Following myelomeningocele repair, the treatment of the other conditions may range from simple observation to extensive surgical procedures. The vast majority of patients will require shunts for hydrocephalus before being discharged; future treatment might be required for associated kyphosis, Chiari malformation, foot deformities, and secondary tethering of the spinal cord for CM-II, syringomyelia, and/or tethered cord syndrome. While myelomeningocele may be regarded a static and nonprogressive defect, clinical worsening is caused by associated problems. Owing to the fact that myelomeningocele is located at thoracolumbar segments in almost 80 % of the cases, the child faces lifetime complications of paraplegia and neurogenic bladder. Therefore, the initial closure is just the beginning, and outcome and long-term results greatly depend on the management of the associated conditions [7, 12]. At least 75 % of children born with an open spina bifida can be expected to reach their early adult years. Survivors have a high incidence of problems related to pressure sores, obesity, severe renal disease, hypertension, depression, and visual impairment. Mortality is mostly related to shunt dysfunction and infection, urinary complications of neurogenic bladder, or respiratory tract infection [13].

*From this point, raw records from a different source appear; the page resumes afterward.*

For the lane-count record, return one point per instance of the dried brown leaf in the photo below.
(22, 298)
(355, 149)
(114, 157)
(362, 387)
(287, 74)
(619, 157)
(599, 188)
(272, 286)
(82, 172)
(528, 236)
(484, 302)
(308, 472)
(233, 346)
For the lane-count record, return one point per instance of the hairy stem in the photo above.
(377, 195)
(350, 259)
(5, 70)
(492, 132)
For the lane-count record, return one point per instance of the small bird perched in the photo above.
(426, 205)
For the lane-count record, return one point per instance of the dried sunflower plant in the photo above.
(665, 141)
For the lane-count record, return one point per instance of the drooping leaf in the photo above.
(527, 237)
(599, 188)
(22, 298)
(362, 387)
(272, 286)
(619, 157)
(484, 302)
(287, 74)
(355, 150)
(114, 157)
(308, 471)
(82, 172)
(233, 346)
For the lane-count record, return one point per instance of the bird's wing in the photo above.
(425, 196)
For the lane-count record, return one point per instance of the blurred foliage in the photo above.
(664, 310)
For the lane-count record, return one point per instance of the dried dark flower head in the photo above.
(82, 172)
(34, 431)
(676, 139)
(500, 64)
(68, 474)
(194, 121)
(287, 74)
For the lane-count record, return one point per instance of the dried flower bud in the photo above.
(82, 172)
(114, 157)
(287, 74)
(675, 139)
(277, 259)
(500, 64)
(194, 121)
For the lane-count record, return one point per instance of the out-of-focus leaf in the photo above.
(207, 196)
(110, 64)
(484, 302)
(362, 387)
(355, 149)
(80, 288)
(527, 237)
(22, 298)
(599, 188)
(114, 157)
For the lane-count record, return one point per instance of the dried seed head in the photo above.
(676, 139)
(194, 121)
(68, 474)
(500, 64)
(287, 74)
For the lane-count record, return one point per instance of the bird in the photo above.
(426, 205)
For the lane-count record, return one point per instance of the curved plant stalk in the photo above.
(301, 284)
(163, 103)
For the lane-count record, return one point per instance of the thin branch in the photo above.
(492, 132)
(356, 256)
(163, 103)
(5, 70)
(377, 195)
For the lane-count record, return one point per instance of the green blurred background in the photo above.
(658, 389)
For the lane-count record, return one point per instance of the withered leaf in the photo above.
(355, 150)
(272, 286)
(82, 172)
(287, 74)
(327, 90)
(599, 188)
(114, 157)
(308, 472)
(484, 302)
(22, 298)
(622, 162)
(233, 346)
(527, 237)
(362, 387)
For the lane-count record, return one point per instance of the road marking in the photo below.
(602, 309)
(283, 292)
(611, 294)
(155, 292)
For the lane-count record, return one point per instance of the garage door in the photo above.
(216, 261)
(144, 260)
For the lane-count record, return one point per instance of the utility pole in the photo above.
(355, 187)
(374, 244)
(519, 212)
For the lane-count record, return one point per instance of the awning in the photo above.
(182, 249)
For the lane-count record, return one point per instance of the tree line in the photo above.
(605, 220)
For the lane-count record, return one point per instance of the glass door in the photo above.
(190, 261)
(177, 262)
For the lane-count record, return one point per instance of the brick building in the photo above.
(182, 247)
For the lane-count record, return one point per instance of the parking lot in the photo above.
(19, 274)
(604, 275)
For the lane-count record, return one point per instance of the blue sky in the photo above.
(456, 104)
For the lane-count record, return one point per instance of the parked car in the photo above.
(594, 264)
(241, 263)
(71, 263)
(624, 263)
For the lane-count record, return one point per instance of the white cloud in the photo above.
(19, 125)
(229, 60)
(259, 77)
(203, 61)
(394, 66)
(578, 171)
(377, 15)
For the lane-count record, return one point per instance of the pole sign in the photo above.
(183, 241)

Neurulation is responsible for the formation of the spinal cord until the future second sacral segment and the most distal segment of the spinal cord develop by a process called secondary neurulation from the neural ectoderm cell mass caudal to the neural tube, the caudal eminence. Caudal eminence is formed from pluripotent cells derived from the regressing primitive streak. The mesenchymal neural cord then becomes an epithelial cord, acquires a lumen by canalization and regression process, attaches to the primary neural tube, and forms the remaining sacral and coccygeal segments of the spinal cord including the filum terminale [1, 3, 22]. Developmental errors during secondary neurulation, besides several anomalies, lead to the formation of a fatty and short/thick filum, a classical representative of occult spinal dysraphism. Other major occult forms of dysraphism include split cord malformations (SCMs, diastematomyelia), lipomyelomeningoceles, and dermal sinuses which represent disordered mesodermal differentiation belonging to different stages during primary neurulation, before secondary neurulation begins [23]. The setoff time for the mesodermal maldevelopment and the stage of neurulation at that instance are critical for the neurological consequences. The more the primary neurulation is disrupted, the chances are higher that the child is born with a neurological compromise. This is one of the main reasons why, in different forms of occult dysraphism, resultant neurological status ranges from normal to severe impairment, sometimes compatible with myelomeningocele. Segmental, asymmetrical involvement of neurulation results with lower extremity changes, including leg or buttock asymmetry, hip and knee problems, and foot deformities that typically worsen due to muscle imbalance, weight bearing, and gravity as the child grows [6].